「塊のお肉がたべたい」

「……は?」

仕事の関係上毎日とは言わないが美味しいご飯を作ってくれるスパダリこと降谷零から呆れた視線を感じた。

最近の零くんはデザートに凝っていて宝石のように輝くフルーツタルト、甘さと苦さがちょうど良い自家製プリン、ふわふわもちもちのドーナツなどなどプロか!とツッコミを入れたくなる物をそれはそれは美味しく作ってくれるので完食していた……のだが、その影響か贅沢な肉が身体全体にぷるんと付いてしまった。

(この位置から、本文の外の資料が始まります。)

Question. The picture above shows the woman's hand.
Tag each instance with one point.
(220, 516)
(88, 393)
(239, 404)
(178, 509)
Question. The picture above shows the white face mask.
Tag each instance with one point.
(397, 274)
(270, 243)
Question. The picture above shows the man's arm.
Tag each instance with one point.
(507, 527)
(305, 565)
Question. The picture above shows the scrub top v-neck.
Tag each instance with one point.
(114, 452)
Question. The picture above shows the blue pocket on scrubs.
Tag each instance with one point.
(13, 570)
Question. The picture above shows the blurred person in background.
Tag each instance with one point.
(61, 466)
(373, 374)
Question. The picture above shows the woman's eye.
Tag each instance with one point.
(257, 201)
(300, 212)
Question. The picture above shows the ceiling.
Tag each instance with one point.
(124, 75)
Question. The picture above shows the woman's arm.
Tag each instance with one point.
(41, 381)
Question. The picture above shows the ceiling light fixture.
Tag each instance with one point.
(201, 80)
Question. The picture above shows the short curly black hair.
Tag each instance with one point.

ぷにぷにと私の贅肉をつまみながら「美味しく食べてもらうのが嬉しすぎたばかりに、たくさん作った俺が悪い。」と責任を感じた零くんはお菓子作りを止めてヘルシーなご飯中心の生活になってしまったのだ!

「ヒレステーキ1ポンドたべたいいい」

「ダメだ。ろくに運動もしないのにタンパク質大量に摂取したら全部脂肪に付くぞ」

「それはそれでいやああ」

「豆腐ハンバーグ1ポンド作ってやるから」

「美味しいけど、美味しいけどさ!」

目の前にブロッコリーを突き付けられ仕方なく食べて咀嚼をするが、ドレッシングが少なすぎて草の味しかしないので水で無理やり飲み込む。えらいえらいと子供扱いする零くんをじろりと睨みつけてもアラサーには見えないにっこりとした笑顔を返されたので大した効果はなかった。

「目標まであと少しだろ?一緒に頑張ろう、な?」

「ううう、」

「痩せられたらうんと美味しい1ポンドステーキ作るから」

「……ほんと?」

「約束」

少し前だったら忙しすぎて約束をする事なんて出来なかった零くんが、あどけなく笑いながら小指を差し出してくれる。

「……嘘ついたら100発撃ってやる」

平和な幸せを感じつつ零くんの小指と私の小指をきゅっと絡ませて"約束"をした。